Does it ever seem to you that the world is getting worse? Are people meaner than they used to be? Are they more worldly? Are the young people more degenerate than they were in your time?
Probably at one time or another most of us have felt this way about things. It is a feeling that has nothing to do with history. We are not comparing our own civilization with that of the ancient Romans or Egyptian or with Chaucer’s England. This is a feeling that has to do with personal history. It is our personal evaluation of the way life is progressing or regressing. When we say that things are not as good, or people as friendly, or as moral, as they used to be, we are not referring then to the distant past but to our own past. People are not as moral as they were when we were young. They are not as hospitable. This is an analysis that comes from personal observation.
Why is this such a universal experience? Why has it always been the feeling of people when they get older that they are sure that things have gotten worse?
For one thing, as we get older, our knowledge of evil increases. When we were younger we were not conscious of the evil in the world. A man is promoted to do an important job. When we were young we would have assumed that he was the best man for the job. Now we wonder what strings he pulled and whom he knew.
We have learned to be skeptical. We see a policeman on the beat and wonder if he is being paid off for looking the other way.
The change from innocence to awareness of evil is one of the most profoundly disappointing experiences of life. The world seems to change before our eyes. What we do not stop to realize is that the change is in us. The evil was there all the time. We underestimated it. Then, as our eyes opened to the depravity of man, it seemed that the world degenerated in our own life time.
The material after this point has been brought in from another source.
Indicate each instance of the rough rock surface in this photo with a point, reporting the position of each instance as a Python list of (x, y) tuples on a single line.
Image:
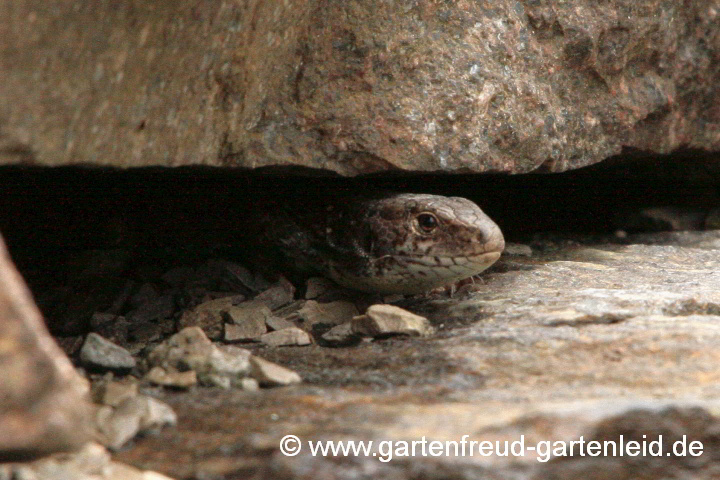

Did you never wonder what it is that makes us instinctively revel against change? All change is redolent of death. We may sometimes have the impulse to grab the world and make it stop moving, but it continues to move. One person replaces another. The clock keeps ticking, the rivers keep flowing. We see old friends and they look older. People that we knew personally or people we read about die off one by one. Every step we take is a step toward death. Every grey hair, every wrinkle, the changing texture of our flesh – all are reminders of what awaits us.
Is it any wonder that man is born with a conservative impulse? Is it any wonder that we resist change? That we look backwards? For we feel there is something back there, something very valuable, which is lost forever: our youth."